Facs – Wish Defense

von am 1. März 2025 in Album

Facs – Wish Defense

Wish Defense ist zwar bereits das sechste Studioalbum der minimalistischen Post Punker Facs, fühlt sich allerdings dennoch ein kleines bisschen wie ein zweites Debüt für die Band aus Chicago an. Eine Fußnote in der Musikgeschichte hat die Platte allerdings aus einem anderen Grund inne.

Immerhin haben wir es hier mit dem letzten Werk zu tun, an dem Steve Albini noch wenige Stunden vor seinem Tod gearbeitet hat.
Dass Sanford Parker und John Congleton den Job nach dem 7. Mai 2024 zu Ende bringen mussten, verwässert die prägende Handschrift am Sound von Wish Defense gefühlt keineswegs: das Duo hat die Produktion so weit als möglich im Sinne von Albini zu vervollständigen versucht.
Die Gitarre kleidet das Ambiente so nun meist atmosphärisch formfrei aus, der Gesang bleibt ein zur Distanz neigender, über Verdoppelungen erzählender Ankerpunkt, derweil die so organisch und natürlich eingefangene Rhythmusabteilung mit nahbarer Tiefe im Raumklang prägnant vorne steht.
Stichwort Rhythmusabteilung: Mehr als ein Abschied von Albini wagen Facs hier einen Neuanfang unter umgekehrten Vorzeichen. Wish Defense ist die erste Aufnahme seit dem Wiedereinstieg des (die 2018 quasi aus Disappears heraus geboren wordene Band vor dem Release ihres Debütalbum verlassen habenden) Original-Gitarristin Jonathan Van Herik, der nun anstelle von Alianna Kalaba den Bass bedient.

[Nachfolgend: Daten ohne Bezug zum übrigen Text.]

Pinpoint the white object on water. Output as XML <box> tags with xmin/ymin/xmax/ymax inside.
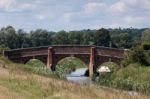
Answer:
<box><xmin>98</xmin><ymin>66</ymin><xmax>110</xmax><ymax>73</ymax></box>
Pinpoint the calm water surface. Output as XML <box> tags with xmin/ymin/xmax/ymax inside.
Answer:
<box><xmin>66</xmin><ymin>68</ymin><xmax>90</xmax><ymax>84</ymax></box>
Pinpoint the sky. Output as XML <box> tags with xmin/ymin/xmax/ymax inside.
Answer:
<box><xmin>0</xmin><ymin>0</ymin><xmax>150</xmax><ymax>31</ymax></box>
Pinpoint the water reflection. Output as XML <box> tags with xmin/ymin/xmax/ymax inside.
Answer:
<box><xmin>66</xmin><ymin>68</ymin><xmax>90</xmax><ymax>84</ymax></box>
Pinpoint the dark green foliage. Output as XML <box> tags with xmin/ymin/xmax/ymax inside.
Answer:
<box><xmin>94</xmin><ymin>28</ymin><xmax>110</xmax><ymax>47</ymax></box>
<box><xmin>143</xmin><ymin>43</ymin><xmax>150</xmax><ymax>50</ymax></box>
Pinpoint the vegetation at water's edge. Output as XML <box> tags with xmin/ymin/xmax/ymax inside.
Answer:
<box><xmin>96</xmin><ymin>32</ymin><xmax>150</xmax><ymax>94</ymax></box>
<box><xmin>0</xmin><ymin>56</ymin><xmax>149</xmax><ymax>99</ymax></box>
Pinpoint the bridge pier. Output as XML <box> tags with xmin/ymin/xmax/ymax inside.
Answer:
<box><xmin>47</xmin><ymin>47</ymin><xmax>53</xmax><ymax>69</ymax></box>
<box><xmin>89</xmin><ymin>47</ymin><xmax>95</xmax><ymax>78</ymax></box>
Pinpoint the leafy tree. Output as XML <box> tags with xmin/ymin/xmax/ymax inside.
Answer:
<box><xmin>52</xmin><ymin>31</ymin><xmax>69</xmax><ymax>45</ymax></box>
<box><xmin>0</xmin><ymin>26</ymin><xmax>18</xmax><ymax>49</ymax></box>
<box><xmin>30</xmin><ymin>29</ymin><xmax>52</xmax><ymax>46</ymax></box>
<box><xmin>112</xmin><ymin>33</ymin><xmax>132</xmax><ymax>48</ymax></box>
<box><xmin>142</xmin><ymin>29</ymin><xmax>150</xmax><ymax>43</ymax></box>
<box><xmin>94</xmin><ymin>28</ymin><xmax>111</xmax><ymax>47</ymax></box>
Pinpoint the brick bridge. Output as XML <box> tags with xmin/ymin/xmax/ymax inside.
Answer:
<box><xmin>4</xmin><ymin>45</ymin><xmax>125</xmax><ymax>75</ymax></box>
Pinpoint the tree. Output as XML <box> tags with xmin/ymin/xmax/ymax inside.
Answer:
<box><xmin>0</xmin><ymin>26</ymin><xmax>19</xmax><ymax>49</ymax></box>
<box><xmin>112</xmin><ymin>33</ymin><xmax>132</xmax><ymax>48</ymax></box>
<box><xmin>142</xmin><ymin>29</ymin><xmax>150</xmax><ymax>43</ymax></box>
<box><xmin>68</xmin><ymin>31</ymin><xmax>83</xmax><ymax>44</ymax></box>
<box><xmin>30</xmin><ymin>29</ymin><xmax>52</xmax><ymax>46</ymax></box>
<box><xmin>52</xmin><ymin>31</ymin><xmax>69</xmax><ymax>44</ymax></box>
<box><xmin>94</xmin><ymin>28</ymin><xmax>111</xmax><ymax>47</ymax></box>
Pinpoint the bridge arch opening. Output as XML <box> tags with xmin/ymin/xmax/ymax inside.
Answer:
<box><xmin>55</xmin><ymin>56</ymin><xmax>88</xmax><ymax>76</ymax></box>
<box><xmin>25</xmin><ymin>59</ymin><xmax>47</xmax><ymax>71</ymax></box>
<box><xmin>97</xmin><ymin>61</ymin><xmax>120</xmax><ymax>73</ymax></box>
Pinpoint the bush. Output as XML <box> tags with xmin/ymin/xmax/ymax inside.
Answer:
<box><xmin>0</xmin><ymin>44</ymin><xmax>9</xmax><ymax>55</ymax></box>
<box><xmin>26</xmin><ymin>59</ymin><xmax>52</xmax><ymax>75</ymax></box>
<box><xmin>110</xmin><ymin>64</ymin><xmax>150</xmax><ymax>94</ymax></box>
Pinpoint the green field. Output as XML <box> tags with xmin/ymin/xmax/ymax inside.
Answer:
<box><xmin>0</xmin><ymin>57</ymin><xmax>150</xmax><ymax>99</ymax></box>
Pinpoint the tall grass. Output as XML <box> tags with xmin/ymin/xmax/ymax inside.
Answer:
<box><xmin>100</xmin><ymin>63</ymin><xmax>150</xmax><ymax>94</ymax></box>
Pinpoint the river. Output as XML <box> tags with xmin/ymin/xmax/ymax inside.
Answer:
<box><xmin>66</xmin><ymin>68</ymin><xmax>90</xmax><ymax>84</ymax></box>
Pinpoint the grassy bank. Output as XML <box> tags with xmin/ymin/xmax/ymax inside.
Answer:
<box><xmin>99</xmin><ymin>63</ymin><xmax>150</xmax><ymax>95</ymax></box>
<box><xmin>0</xmin><ymin>57</ymin><xmax>150</xmax><ymax>99</ymax></box>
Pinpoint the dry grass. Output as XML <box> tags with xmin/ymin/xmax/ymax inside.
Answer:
<box><xmin>0</xmin><ymin>55</ymin><xmax>150</xmax><ymax>99</ymax></box>
<box><xmin>0</xmin><ymin>68</ymin><xmax>150</xmax><ymax>99</ymax></box>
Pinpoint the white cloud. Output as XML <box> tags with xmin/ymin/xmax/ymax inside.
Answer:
<box><xmin>18</xmin><ymin>3</ymin><xmax>36</xmax><ymax>9</ymax></box>
<box><xmin>84</xmin><ymin>2</ymin><xmax>107</xmax><ymax>13</ymax></box>
<box><xmin>36</xmin><ymin>15</ymin><xmax>46</xmax><ymax>20</ymax></box>
<box><xmin>0</xmin><ymin>0</ymin><xmax>36</xmax><ymax>12</ymax></box>
<box><xmin>110</xmin><ymin>1</ymin><xmax>126</xmax><ymax>12</ymax></box>
<box><xmin>0</xmin><ymin>0</ymin><xmax>16</xmax><ymax>11</ymax></box>
<box><xmin>124</xmin><ymin>16</ymin><xmax>149</xmax><ymax>25</ymax></box>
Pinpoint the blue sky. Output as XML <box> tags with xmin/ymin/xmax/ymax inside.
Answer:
<box><xmin>0</xmin><ymin>0</ymin><xmax>150</xmax><ymax>31</ymax></box>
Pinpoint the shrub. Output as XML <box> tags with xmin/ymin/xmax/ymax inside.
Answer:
<box><xmin>26</xmin><ymin>59</ymin><xmax>52</xmax><ymax>75</ymax></box>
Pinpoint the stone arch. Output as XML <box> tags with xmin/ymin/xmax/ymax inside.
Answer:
<box><xmin>25</xmin><ymin>58</ymin><xmax>46</xmax><ymax>67</ymax></box>
<box><xmin>22</xmin><ymin>56</ymin><xmax>47</xmax><ymax>65</ymax></box>
<box><xmin>51</xmin><ymin>55</ymin><xmax>90</xmax><ymax>71</ymax></box>
<box><xmin>94</xmin><ymin>56</ymin><xmax>121</xmax><ymax>71</ymax></box>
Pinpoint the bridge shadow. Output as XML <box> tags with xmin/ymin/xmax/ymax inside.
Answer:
<box><xmin>55</xmin><ymin>57</ymin><xmax>89</xmax><ymax>76</ymax></box>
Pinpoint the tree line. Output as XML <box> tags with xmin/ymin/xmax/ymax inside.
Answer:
<box><xmin>0</xmin><ymin>26</ymin><xmax>150</xmax><ymax>49</ymax></box>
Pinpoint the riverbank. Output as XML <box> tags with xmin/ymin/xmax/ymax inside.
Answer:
<box><xmin>0</xmin><ymin>57</ymin><xmax>150</xmax><ymax>99</ymax></box>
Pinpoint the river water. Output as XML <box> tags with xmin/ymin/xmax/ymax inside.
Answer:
<box><xmin>66</xmin><ymin>68</ymin><xmax>90</xmax><ymax>84</ymax></box>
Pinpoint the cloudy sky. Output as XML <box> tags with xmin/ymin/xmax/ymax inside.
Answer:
<box><xmin>0</xmin><ymin>0</ymin><xmax>150</xmax><ymax>31</ymax></box>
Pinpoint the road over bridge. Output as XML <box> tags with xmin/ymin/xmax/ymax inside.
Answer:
<box><xmin>4</xmin><ymin>45</ymin><xmax>126</xmax><ymax>76</ymax></box>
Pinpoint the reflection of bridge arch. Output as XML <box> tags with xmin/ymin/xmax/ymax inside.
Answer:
<box><xmin>4</xmin><ymin>45</ymin><xmax>124</xmax><ymax>75</ymax></box>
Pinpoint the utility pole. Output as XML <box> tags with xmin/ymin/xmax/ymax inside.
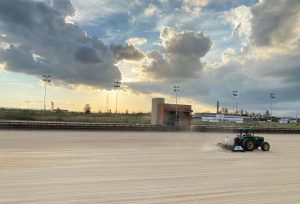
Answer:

Mit ihm ist das Spiel von Facs gefühlt deutlich melodischer und weicher geworden. Die dunkle Färbung des Tieftöners bewegt sich ab Talking Haunted in jenen Gefilden des Post Punk, in dem Viet Kong aus ihrer Liebe für The Cure kein Geheimnis machten. Die Stimmung ist fesselnd, das Setting reduziert, aber so präzise: Eklektizismus meint hier keine Austauschbarkeit, nichts scheint redundant oder unüberlegt. Facs‘ Zugang zum Metier ist basisch, zeitlos. Auf das Wesentliche beschränkt und simplizistisch, limitiert sich dadurch aber keineswegs selbst. Die sinistre Gitarren schneidet plinkend, könnte zugegeben ruhig gefährlicher sein, doch das melancholische Sinnieren gerät so umso runder.
Der Rahmen von Ordinary Voices schleppt das Mühsal einer andächtigen Positur für einen treibenden Kern, in dem die Saiten-Patina psychedelisch zu wuchern beginnt und die wie immer superben Drums subversive Spannungen für eine elegante Revolte erzeugen. Dem Zusammenspiel von Bass und Schlagzeug zum Beginn des Titeltracks könnte man ewig zuhören, auch, weil sich bald offenkundige Ought-Assoziationen in das Geschehen schleichen. Das eigentliche Highlight ist aber freilich, wie sehr Brian Case über die Hooklines aus sich herausgeht: „I’m not here/ Are you real?“.

Eine solch punkige Direktheit und pointierte Zielsetzung im Songwriting im Speziellen ist ansonsten nicht das Ding von Wish Defense, aber auch die Stringenz des übergeordneten Fluss im Allgemeinen kommt danach abhanden: gerade im Mittelteil wirkt die Platte (bezeichnenderweise durch die beiden kürzeste Nummern) unfertiger, weniger effektiv, wenn das gackernde A Room oder das hypnotisch klackernde Desire Path sich als Meditationen um grundlegende Ideen definieren, dabei aber wie flüchtige Skizzen selbst im Kontext das installierte Niveau nicht stemmen können.
Danach fängt sich Wish Defense wieder, wenn auch mit suboptimalen Sequencing: dad von der leger groovenden Kompaktheit zur luziden Jam-Trance werdende, ohne Klimax verklingende Your Future ist nämlich ein weniger eindrucksvoller Closer als das superbe Sometimes Only, das als polterndes Halluzinogen funkelnd mit aller Zeit der Welt verglüht. Diese Umstellung hätte den Bogen an der Achse aus absolut archetypischen Ästhetik und einer universell genretreuen Klasse nämlich ideal geschlossen.